Mentally challenged single dad fights to care for daughter
1 October 2004 | by mdm-11See all my reviews

Sean Penn as a devoted father (Sam) who despite mental challenges, fights for the right to raise his child is convincing in a complete departure from his usual "bad guy" characters. Michelle Pfeiffer plays his reluctant "pro bono" elite lawyer, who eventually puts 110% into this case.

The love between Sam and his 7 year old daughter is evident in many sweet scenes (got Kleenex?), best described by a reclusive neighbor (wonderfully played by Dianne Wiest), who overcomes her hermit-like condition long enough to testify in Sam's behalf. Even the social workers who insisted on doing everything to "help the child" appear to be fighting emotions over this unusual case. The "support system", which includes several equally challenged "buddies", a very supportive employer, and many other people in the community gives evidence of our changing society, fostering inclusion and tolerance. Eventually even the prospective adoptive parents of Sam's daughter can't go on fighting against this exemplary father.

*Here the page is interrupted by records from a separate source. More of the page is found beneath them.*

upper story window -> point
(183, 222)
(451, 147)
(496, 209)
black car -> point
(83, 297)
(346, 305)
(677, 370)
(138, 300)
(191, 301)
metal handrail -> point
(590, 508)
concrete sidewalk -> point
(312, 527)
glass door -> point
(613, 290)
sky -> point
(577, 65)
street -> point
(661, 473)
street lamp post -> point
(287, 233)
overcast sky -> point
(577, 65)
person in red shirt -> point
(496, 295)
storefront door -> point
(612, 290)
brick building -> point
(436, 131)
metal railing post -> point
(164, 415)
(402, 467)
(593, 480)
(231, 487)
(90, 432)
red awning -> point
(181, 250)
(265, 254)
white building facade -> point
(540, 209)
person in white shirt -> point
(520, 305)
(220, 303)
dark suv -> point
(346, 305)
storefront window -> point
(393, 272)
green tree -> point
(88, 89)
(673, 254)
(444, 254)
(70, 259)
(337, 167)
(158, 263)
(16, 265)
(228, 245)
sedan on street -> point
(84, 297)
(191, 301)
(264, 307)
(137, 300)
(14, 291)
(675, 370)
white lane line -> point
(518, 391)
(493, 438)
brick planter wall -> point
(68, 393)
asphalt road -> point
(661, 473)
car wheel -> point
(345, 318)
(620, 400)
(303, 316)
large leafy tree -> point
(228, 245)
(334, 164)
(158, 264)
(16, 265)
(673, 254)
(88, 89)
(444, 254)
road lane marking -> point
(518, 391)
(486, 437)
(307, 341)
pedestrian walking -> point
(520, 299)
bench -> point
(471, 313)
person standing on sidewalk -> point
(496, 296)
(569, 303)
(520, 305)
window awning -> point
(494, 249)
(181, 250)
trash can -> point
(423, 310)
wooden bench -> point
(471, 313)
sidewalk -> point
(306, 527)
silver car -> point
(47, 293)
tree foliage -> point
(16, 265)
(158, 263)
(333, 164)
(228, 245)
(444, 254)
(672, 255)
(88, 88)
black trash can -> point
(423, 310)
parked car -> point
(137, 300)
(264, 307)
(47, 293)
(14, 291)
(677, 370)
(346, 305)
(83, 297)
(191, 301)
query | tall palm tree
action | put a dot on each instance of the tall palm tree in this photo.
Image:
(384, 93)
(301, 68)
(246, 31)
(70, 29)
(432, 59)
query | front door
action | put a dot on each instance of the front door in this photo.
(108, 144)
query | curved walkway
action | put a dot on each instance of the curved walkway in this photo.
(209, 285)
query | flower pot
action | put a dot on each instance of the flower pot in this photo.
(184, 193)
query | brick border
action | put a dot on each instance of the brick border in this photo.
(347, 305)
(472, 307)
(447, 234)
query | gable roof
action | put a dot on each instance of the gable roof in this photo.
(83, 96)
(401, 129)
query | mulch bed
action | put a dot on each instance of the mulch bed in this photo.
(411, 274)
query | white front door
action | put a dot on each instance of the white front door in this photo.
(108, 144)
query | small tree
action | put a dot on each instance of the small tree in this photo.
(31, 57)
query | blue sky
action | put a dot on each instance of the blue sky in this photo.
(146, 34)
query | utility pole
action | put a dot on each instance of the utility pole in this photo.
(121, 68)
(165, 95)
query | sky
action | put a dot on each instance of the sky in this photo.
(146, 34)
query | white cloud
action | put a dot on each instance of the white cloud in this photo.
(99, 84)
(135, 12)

The girl playing Sam's daughter appears to be "gifted", at age 7 reading middle school material. Perhaps the "difference" between father & daughter's intelligence did not have to be in such an obvious extreme. The implication of a romantic involvement between Sam and his lawyer could have been avoided as well. The former is stretching it, but the latter is going too far. One can suspend her/his disbelief only so much! Since there are no "perfect" movies, I still consider this one pretty darn close! Highly recommended.